Referenced by HMWSoln::applyphScale(), HMWSoln::s_updateScaling_pHScaling(), HMWSoln::s_updateScaling_pHScaling_dP(), HMWSoln::s_updateScaling_pHScaling_dT(), HMWSoln::s_updateScaling_pHScaling_dT2(), and MolalityVPSSTP::setpHScale().

cAC_CONVENTION_MOLAR

const int cAC_CONVENTION_MOLAR = 0

Standard state uses the molar convention.

Definition at line 26 of file ThermoPhase.h.

Referenced by ThermoPhase::activityConvention().

cAC_CONVENTION_MOLALITY

const int cAC_CONVENTION_MOLALITY = 1

Standard state uses the molality convention.

Definition at line 28 of file ThermoPhase.h.

Referenced by MolalityVPSSTP::activityConvention().

cSS_CONVENTION_TEMPERATURE

const int cSS_CONVENTION_TEMPERATURE = 0

Standard state uses the molar convention.

Definition at line 36 of file ThermoPhase.h.

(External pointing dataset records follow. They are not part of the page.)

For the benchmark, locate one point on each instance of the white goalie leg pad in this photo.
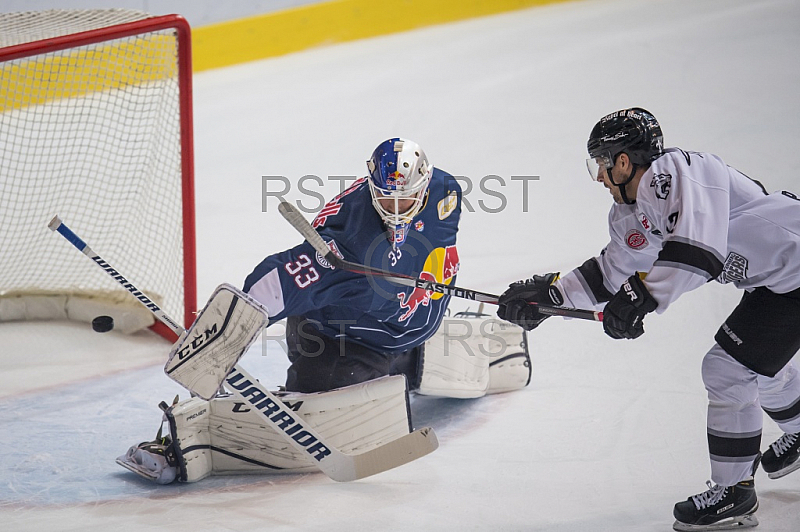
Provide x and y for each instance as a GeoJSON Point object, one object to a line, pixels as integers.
{"type": "Point", "coordinates": [354, 419]}
{"type": "Point", "coordinates": [225, 328]}
{"type": "Point", "coordinates": [453, 364]}
{"type": "Point", "coordinates": [189, 426]}
{"type": "Point", "coordinates": [471, 356]}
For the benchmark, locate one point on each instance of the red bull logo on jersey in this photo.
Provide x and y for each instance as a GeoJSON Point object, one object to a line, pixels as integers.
{"type": "Point", "coordinates": [441, 266]}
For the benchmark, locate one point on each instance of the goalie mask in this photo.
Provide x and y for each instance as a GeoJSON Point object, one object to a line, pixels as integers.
{"type": "Point", "coordinates": [399, 174]}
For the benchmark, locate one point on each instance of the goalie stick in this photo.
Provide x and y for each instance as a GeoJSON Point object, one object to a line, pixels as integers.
{"type": "Point", "coordinates": [298, 221]}
{"type": "Point", "coordinates": [334, 463]}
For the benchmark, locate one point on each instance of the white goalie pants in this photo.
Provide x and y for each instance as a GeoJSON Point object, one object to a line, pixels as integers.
{"type": "Point", "coordinates": [737, 400]}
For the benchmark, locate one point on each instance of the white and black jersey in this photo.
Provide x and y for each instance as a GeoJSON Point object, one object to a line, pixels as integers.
{"type": "Point", "coordinates": [695, 219]}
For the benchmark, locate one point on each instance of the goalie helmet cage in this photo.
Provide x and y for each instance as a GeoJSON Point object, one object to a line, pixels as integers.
{"type": "Point", "coordinates": [96, 126]}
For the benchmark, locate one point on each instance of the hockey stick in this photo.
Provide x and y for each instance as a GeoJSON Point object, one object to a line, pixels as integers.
{"type": "Point", "coordinates": [334, 463]}
{"type": "Point", "coordinates": [298, 221]}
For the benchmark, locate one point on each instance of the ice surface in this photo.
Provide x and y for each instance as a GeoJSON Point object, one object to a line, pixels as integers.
{"type": "Point", "coordinates": [609, 434]}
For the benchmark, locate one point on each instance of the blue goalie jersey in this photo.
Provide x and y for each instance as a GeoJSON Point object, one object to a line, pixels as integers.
{"type": "Point", "coordinates": [368, 310]}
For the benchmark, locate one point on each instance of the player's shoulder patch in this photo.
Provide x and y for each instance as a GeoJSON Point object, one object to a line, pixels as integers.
{"type": "Point", "coordinates": [447, 205]}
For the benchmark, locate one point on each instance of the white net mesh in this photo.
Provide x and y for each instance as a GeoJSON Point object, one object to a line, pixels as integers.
{"type": "Point", "coordinates": [93, 134]}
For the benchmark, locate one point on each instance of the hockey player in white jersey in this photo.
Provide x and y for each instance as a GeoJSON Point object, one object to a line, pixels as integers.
{"type": "Point", "coordinates": [681, 219]}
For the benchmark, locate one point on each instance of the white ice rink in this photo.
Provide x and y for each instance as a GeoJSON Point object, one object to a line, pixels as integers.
{"type": "Point", "coordinates": [609, 434]}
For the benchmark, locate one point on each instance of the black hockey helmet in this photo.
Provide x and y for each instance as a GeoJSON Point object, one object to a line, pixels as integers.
{"type": "Point", "coordinates": [634, 131]}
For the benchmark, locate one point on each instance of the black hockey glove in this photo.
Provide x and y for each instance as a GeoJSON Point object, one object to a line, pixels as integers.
{"type": "Point", "coordinates": [624, 313]}
{"type": "Point", "coordinates": [514, 305]}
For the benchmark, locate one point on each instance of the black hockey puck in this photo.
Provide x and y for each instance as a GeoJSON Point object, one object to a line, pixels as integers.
{"type": "Point", "coordinates": [103, 323]}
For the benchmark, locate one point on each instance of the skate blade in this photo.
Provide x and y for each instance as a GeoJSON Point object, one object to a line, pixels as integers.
{"type": "Point", "coordinates": [785, 471]}
{"type": "Point", "coordinates": [130, 465]}
{"type": "Point", "coordinates": [732, 523]}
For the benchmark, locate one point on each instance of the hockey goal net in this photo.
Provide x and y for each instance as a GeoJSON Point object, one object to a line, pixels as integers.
{"type": "Point", "coordinates": [96, 127]}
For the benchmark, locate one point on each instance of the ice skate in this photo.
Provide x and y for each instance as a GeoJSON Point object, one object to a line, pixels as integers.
{"type": "Point", "coordinates": [718, 508]}
{"type": "Point", "coordinates": [783, 456]}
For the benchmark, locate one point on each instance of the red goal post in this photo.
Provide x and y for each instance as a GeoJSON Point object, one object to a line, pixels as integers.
{"type": "Point", "coordinates": [96, 126]}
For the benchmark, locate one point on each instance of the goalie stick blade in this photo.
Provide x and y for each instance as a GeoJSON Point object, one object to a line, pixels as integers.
{"type": "Point", "coordinates": [299, 222]}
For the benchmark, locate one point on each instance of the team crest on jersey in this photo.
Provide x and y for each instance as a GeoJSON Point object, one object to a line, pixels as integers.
{"type": "Point", "coordinates": [447, 205]}
{"type": "Point", "coordinates": [662, 184]}
{"type": "Point", "coordinates": [735, 269]}
{"type": "Point", "coordinates": [635, 239]}
{"type": "Point", "coordinates": [333, 247]}
{"type": "Point", "coordinates": [648, 226]}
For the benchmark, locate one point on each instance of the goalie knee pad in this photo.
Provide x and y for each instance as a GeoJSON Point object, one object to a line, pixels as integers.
{"type": "Point", "coordinates": [472, 355]}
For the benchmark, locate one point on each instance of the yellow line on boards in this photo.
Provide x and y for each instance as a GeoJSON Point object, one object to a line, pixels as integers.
{"type": "Point", "coordinates": [304, 27]}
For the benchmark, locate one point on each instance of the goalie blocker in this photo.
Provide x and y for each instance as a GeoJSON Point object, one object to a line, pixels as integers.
{"type": "Point", "coordinates": [471, 355]}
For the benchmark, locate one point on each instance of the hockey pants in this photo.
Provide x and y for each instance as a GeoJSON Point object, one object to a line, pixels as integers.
{"type": "Point", "coordinates": [736, 397]}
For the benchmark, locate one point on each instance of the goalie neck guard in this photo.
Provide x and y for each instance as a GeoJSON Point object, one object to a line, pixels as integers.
{"type": "Point", "coordinates": [399, 174]}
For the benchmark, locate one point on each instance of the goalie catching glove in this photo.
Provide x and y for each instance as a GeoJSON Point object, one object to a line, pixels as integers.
{"type": "Point", "coordinates": [624, 314]}
{"type": "Point", "coordinates": [518, 303]}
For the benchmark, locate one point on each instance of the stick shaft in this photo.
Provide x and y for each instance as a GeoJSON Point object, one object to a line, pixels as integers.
{"type": "Point", "coordinates": [298, 221]}
{"type": "Point", "coordinates": [57, 225]}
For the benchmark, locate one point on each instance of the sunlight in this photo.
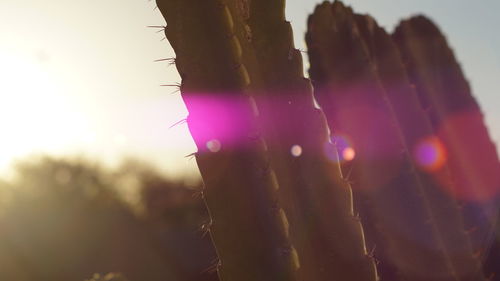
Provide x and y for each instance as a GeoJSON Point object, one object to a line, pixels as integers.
{"type": "Point", "coordinates": [34, 115]}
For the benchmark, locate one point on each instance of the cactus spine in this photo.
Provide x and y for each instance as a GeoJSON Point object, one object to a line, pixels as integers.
{"type": "Point", "coordinates": [457, 119]}
{"type": "Point", "coordinates": [316, 198]}
{"type": "Point", "coordinates": [328, 236]}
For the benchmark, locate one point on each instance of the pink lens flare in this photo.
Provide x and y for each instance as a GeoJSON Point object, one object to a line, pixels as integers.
{"type": "Point", "coordinates": [430, 154]}
{"type": "Point", "coordinates": [296, 150]}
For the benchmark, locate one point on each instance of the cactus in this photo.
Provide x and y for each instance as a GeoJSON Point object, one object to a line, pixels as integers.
{"type": "Point", "coordinates": [361, 82]}
{"type": "Point", "coordinates": [247, 227]}
{"type": "Point", "coordinates": [310, 185]}
{"type": "Point", "coordinates": [263, 146]}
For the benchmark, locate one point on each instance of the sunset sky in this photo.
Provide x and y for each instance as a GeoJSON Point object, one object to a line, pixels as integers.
{"type": "Point", "coordinates": [78, 77]}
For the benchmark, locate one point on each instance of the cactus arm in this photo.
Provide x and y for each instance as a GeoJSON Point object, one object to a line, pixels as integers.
{"type": "Point", "coordinates": [318, 201]}
{"type": "Point", "coordinates": [347, 79]}
{"type": "Point", "coordinates": [457, 119]}
{"type": "Point", "coordinates": [249, 231]}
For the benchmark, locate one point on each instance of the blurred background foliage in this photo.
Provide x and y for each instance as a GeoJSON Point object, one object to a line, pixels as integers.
{"type": "Point", "coordinates": [66, 219]}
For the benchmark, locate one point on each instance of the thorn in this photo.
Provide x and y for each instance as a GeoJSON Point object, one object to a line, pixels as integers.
{"type": "Point", "coordinates": [171, 61]}
{"type": "Point", "coordinates": [178, 123]}
{"type": "Point", "coordinates": [213, 267]}
{"type": "Point", "coordinates": [198, 194]}
{"type": "Point", "coordinates": [156, 26]}
{"type": "Point", "coordinates": [471, 230]}
{"type": "Point", "coordinates": [191, 155]}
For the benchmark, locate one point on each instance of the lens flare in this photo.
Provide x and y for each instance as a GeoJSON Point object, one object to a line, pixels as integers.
{"type": "Point", "coordinates": [430, 154]}
{"type": "Point", "coordinates": [296, 150]}
{"type": "Point", "coordinates": [214, 145]}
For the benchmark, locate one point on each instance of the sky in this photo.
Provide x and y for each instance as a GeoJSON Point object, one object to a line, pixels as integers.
{"type": "Point", "coordinates": [78, 77]}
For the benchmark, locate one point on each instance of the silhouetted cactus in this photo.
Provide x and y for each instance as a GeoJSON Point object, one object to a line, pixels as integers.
{"type": "Point", "coordinates": [457, 120]}
{"type": "Point", "coordinates": [409, 208]}
{"type": "Point", "coordinates": [262, 144]}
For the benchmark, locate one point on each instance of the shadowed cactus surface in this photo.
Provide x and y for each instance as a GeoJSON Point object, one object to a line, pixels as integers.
{"type": "Point", "coordinates": [281, 207]}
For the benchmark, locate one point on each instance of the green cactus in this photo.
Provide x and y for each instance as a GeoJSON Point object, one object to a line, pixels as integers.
{"type": "Point", "coordinates": [310, 185]}
{"type": "Point", "coordinates": [457, 119]}
{"type": "Point", "coordinates": [361, 82]}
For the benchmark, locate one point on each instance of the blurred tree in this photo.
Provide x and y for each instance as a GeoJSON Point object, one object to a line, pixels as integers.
{"type": "Point", "coordinates": [66, 220]}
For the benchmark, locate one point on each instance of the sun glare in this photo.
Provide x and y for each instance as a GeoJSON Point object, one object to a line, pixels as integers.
{"type": "Point", "coordinates": [35, 116]}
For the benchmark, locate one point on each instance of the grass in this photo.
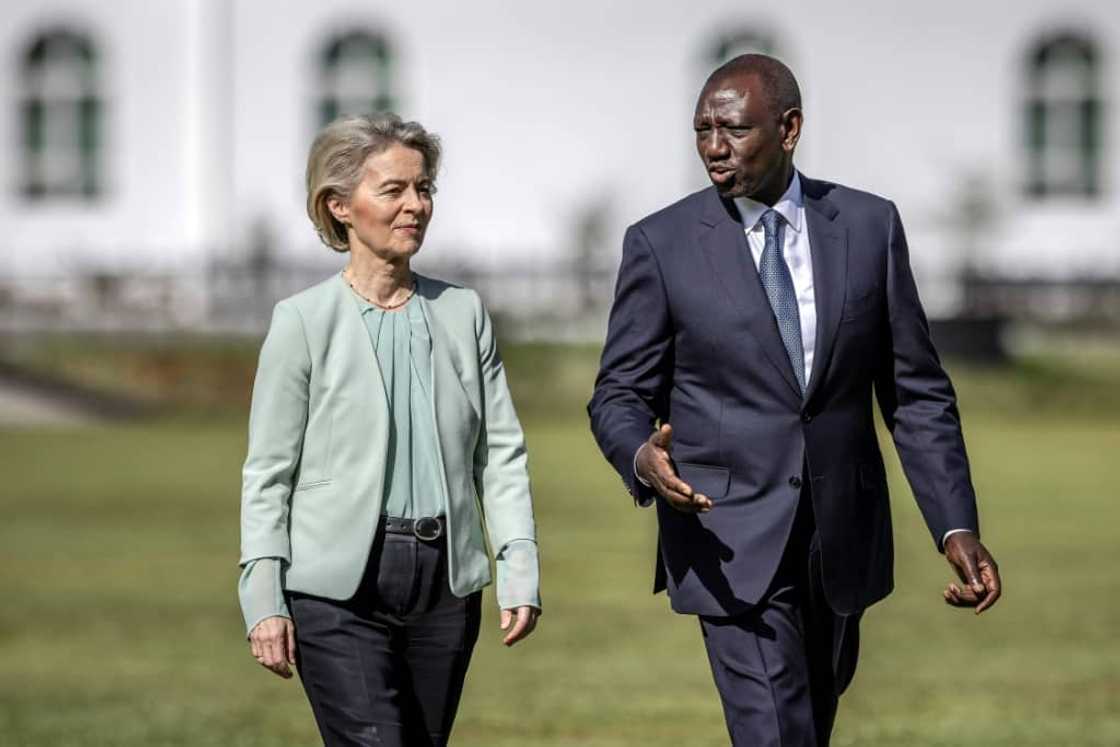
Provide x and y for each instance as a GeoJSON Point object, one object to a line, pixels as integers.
{"type": "Point", "coordinates": [119, 624]}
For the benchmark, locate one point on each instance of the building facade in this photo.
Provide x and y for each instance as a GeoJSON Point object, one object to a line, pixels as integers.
{"type": "Point", "coordinates": [160, 139]}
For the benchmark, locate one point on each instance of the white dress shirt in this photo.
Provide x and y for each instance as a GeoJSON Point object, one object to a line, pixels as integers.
{"type": "Point", "coordinates": [799, 258]}
{"type": "Point", "coordinates": [795, 251]}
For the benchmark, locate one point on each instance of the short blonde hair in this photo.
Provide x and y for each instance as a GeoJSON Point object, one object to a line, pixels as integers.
{"type": "Point", "coordinates": [338, 155]}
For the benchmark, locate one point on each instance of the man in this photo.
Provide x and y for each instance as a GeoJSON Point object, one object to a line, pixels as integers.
{"type": "Point", "coordinates": [752, 321]}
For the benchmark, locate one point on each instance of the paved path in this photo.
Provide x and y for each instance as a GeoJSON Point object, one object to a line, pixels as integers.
{"type": "Point", "coordinates": [27, 405]}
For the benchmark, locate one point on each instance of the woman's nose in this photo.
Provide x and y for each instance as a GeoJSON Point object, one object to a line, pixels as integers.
{"type": "Point", "coordinates": [413, 203]}
{"type": "Point", "coordinates": [715, 146]}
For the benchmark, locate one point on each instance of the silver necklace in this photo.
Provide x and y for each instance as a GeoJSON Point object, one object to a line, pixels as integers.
{"type": "Point", "coordinates": [384, 307]}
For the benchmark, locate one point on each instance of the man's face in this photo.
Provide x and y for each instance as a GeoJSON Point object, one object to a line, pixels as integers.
{"type": "Point", "coordinates": [743, 142]}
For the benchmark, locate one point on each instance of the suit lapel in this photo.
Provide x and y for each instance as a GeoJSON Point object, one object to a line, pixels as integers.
{"type": "Point", "coordinates": [725, 245]}
{"type": "Point", "coordinates": [361, 363]}
{"type": "Point", "coordinates": [829, 248]}
{"type": "Point", "coordinates": [444, 374]}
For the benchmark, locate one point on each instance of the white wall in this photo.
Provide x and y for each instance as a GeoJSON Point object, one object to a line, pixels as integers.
{"type": "Point", "coordinates": [548, 106]}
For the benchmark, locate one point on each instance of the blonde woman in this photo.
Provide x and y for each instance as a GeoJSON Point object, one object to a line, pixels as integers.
{"type": "Point", "coordinates": [382, 445]}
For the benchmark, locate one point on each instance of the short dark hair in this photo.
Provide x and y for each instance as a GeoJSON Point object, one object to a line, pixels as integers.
{"type": "Point", "coordinates": [780, 85]}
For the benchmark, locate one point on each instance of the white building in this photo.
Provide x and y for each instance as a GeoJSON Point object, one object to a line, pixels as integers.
{"type": "Point", "coordinates": [154, 136]}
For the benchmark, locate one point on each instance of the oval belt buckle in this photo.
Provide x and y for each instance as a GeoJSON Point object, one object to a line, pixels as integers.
{"type": "Point", "coordinates": [427, 529]}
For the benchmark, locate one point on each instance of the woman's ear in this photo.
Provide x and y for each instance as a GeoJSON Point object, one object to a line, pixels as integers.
{"type": "Point", "coordinates": [339, 208]}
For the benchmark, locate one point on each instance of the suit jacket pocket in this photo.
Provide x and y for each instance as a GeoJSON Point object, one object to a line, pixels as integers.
{"type": "Point", "coordinates": [709, 479]}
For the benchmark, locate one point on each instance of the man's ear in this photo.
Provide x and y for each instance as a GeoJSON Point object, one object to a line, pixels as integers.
{"type": "Point", "coordinates": [791, 127]}
{"type": "Point", "coordinates": [339, 208]}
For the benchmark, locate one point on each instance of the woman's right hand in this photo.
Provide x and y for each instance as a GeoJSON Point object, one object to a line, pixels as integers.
{"type": "Point", "coordinates": [272, 642]}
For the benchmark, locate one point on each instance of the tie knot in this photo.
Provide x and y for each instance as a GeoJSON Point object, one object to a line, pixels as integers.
{"type": "Point", "coordinates": [771, 222]}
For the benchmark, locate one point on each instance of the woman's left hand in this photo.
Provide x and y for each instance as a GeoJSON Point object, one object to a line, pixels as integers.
{"type": "Point", "coordinates": [522, 619]}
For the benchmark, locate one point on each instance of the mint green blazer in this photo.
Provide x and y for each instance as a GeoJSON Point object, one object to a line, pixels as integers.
{"type": "Point", "coordinates": [315, 473]}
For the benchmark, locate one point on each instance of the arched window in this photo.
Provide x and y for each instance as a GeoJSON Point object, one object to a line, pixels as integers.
{"type": "Point", "coordinates": [355, 75]}
{"type": "Point", "coordinates": [740, 41]}
{"type": "Point", "coordinates": [1063, 117]}
{"type": "Point", "coordinates": [62, 115]}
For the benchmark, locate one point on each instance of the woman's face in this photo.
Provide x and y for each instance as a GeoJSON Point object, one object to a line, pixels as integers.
{"type": "Point", "coordinates": [389, 211]}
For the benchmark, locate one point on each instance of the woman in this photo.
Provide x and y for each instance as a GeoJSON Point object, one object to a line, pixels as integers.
{"type": "Point", "coordinates": [382, 440]}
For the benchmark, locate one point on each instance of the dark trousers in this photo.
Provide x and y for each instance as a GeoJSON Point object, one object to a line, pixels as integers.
{"type": "Point", "coordinates": [782, 666]}
{"type": "Point", "coordinates": [386, 666]}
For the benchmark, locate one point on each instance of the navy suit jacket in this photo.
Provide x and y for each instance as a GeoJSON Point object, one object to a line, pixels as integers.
{"type": "Point", "coordinates": [692, 342]}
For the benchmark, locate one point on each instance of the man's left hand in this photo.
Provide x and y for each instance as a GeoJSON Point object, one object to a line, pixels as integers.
{"type": "Point", "coordinates": [980, 582]}
{"type": "Point", "coordinates": [523, 621]}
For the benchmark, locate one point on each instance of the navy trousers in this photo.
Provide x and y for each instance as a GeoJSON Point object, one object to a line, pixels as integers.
{"type": "Point", "coordinates": [386, 666]}
{"type": "Point", "coordinates": [782, 666]}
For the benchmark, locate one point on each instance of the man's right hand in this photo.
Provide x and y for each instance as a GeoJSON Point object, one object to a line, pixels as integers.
{"type": "Point", "coordinates": [654, 466]}
{"type": "Point", "coordinates": [272, 642]}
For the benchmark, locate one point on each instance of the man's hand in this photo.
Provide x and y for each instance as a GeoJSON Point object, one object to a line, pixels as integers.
{"type": "Point", "coordinates": [525, 623]}
{"type": "Point", "coordinates": [653, 465]}
{"type": "Point", "coordinates": [977, 569]}
{"type": "Point", "coordinates": [272, 642]}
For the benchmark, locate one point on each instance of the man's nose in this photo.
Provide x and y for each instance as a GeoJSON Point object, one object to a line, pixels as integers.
{"type": "Point", "coordinates": [714, 145]}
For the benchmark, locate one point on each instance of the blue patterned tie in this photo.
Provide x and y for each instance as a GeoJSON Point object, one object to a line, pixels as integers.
{"type": "Point", "coordinates": [778, 286]}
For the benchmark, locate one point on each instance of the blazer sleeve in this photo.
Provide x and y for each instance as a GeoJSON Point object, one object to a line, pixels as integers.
{"type": "Point", "coordinates": [277, 419]}
{"type": "Point", "coordinates": [635, 371]}
{"type": "Point", "coordinates": [501, 464]}
{"type": "Point", "coordinates": [918, 403]}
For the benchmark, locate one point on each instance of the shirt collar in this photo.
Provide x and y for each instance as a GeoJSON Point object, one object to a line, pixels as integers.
{"type": "Point", "coordinates": [789, 206]}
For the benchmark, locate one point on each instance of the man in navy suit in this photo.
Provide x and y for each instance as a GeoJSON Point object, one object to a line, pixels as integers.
{"type": "Point", "coordinates": [752, 323]}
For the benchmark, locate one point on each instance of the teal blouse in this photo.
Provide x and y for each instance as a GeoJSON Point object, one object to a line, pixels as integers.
{"type": "Point", "coordinates": [401, 343]}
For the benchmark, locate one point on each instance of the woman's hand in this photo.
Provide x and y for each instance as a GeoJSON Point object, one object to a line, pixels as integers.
{"type": "Point", "coordinates": [272, 642]}
{"type": "Point", "coordinates": [524, 624]}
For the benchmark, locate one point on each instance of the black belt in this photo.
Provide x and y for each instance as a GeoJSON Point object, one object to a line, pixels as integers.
{"type": "Point", "coordinates": [428, 529]}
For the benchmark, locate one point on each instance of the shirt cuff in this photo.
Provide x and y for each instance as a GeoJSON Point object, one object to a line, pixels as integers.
{"type": "Point", "coordinates": [643, 498]}
{"type": "Point", "coordinates": [952, 531]}
{"type": "Point", "coordinates": [636, 476]}
{"type": "Point", "coordinates": [519, 575]}
{"type": "Point", "coordinates": [261, 591]}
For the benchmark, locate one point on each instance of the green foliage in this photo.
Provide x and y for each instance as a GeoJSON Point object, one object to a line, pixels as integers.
{"type": "Point", "coordinates": [120, 625]}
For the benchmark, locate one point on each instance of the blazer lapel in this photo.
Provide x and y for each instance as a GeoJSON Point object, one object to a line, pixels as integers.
{"type": "Point", "coordinates": [725, 244]}
{"type": "Point", "coordinates": [444, 375]}
{"type": "Point", "coordinates": [361, 366]}
{"type": "Point", "coordinates": [829, 248]}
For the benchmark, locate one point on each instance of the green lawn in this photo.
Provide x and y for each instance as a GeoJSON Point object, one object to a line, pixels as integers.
{"type": "Point", "coordinates": [119, 622]}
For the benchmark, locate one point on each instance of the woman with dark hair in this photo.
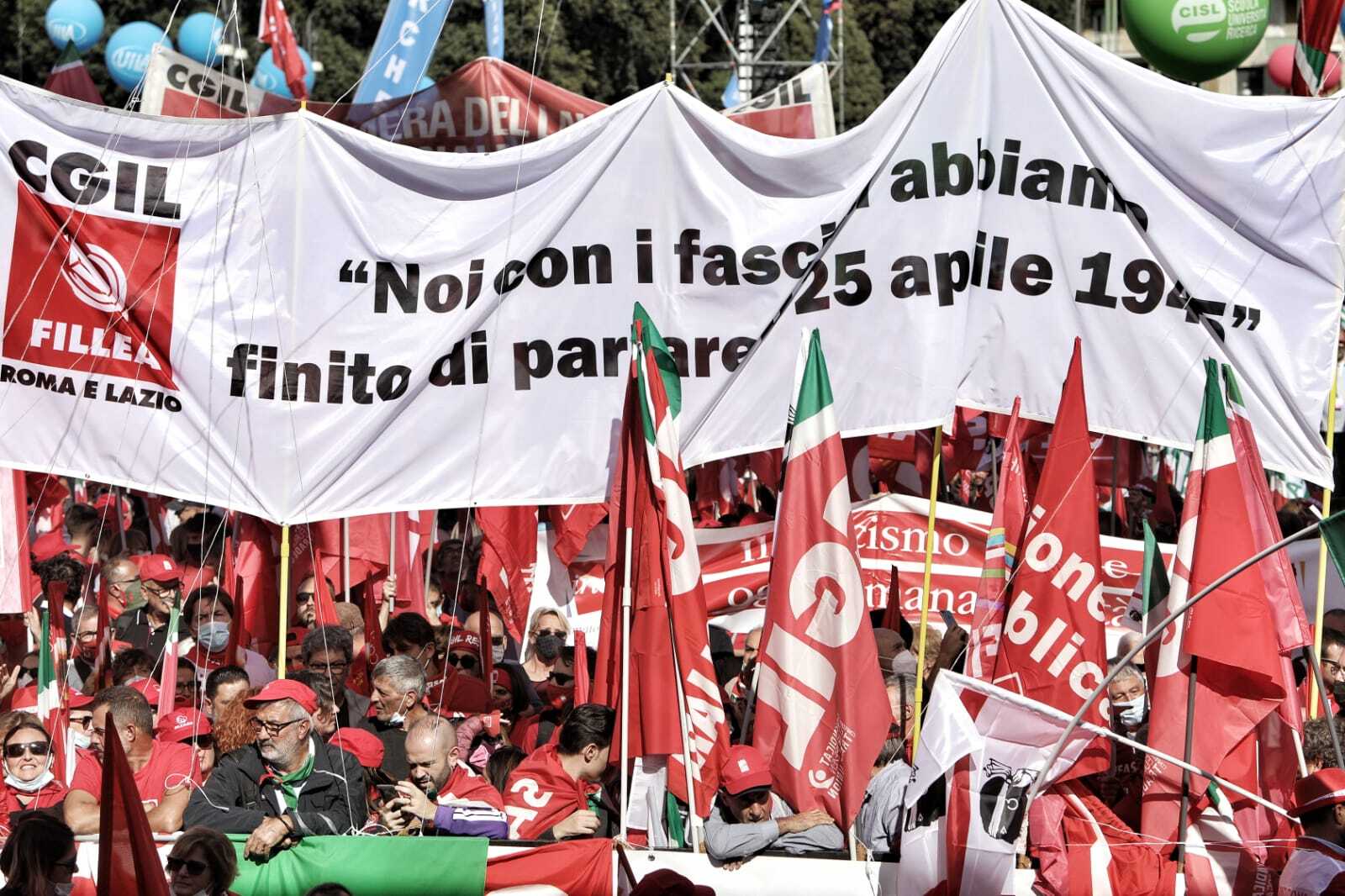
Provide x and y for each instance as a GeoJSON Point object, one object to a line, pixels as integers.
{"type": "Point", "coordinates": [29, 777]}
{"type": "Point", "coordinates": [202, 862]}
{"type": "Point", "coordinates": [40, 857]}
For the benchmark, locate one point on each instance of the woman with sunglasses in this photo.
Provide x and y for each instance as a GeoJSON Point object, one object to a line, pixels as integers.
{"type": "Point", "coordinates": [546, 635]}
{"type": "Point", "coordinates": [29, 777]}
{"type": "Point", "coordinates": [202, 862]}
{"type": "Point", "coordinates": [40, 857]}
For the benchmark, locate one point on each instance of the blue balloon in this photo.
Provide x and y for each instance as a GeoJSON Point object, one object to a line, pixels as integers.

Referenced by MixtureFugacityTP::standardStateConvention().

cSS_CONVENTION_VPSS

const int cSS_CONVENTION_VPSS = 1

Standard state uses the molality convention.

Definition at line 38 of file ThermoPhase.h.

Referenced by importPhase(), and VPStandardStateTP::standardStateConvention().

cSS_CONVENTION_SLAVE

const int cSS_CONVENTION_SLAVE = 2

Standard state thermodynamics is obtained from slave ThermoPhase objects.

Definition at line 40 of file ThermoPhase.h.

Referenced by importPhase(), and LatticeSolidPhase::standardStateConvention().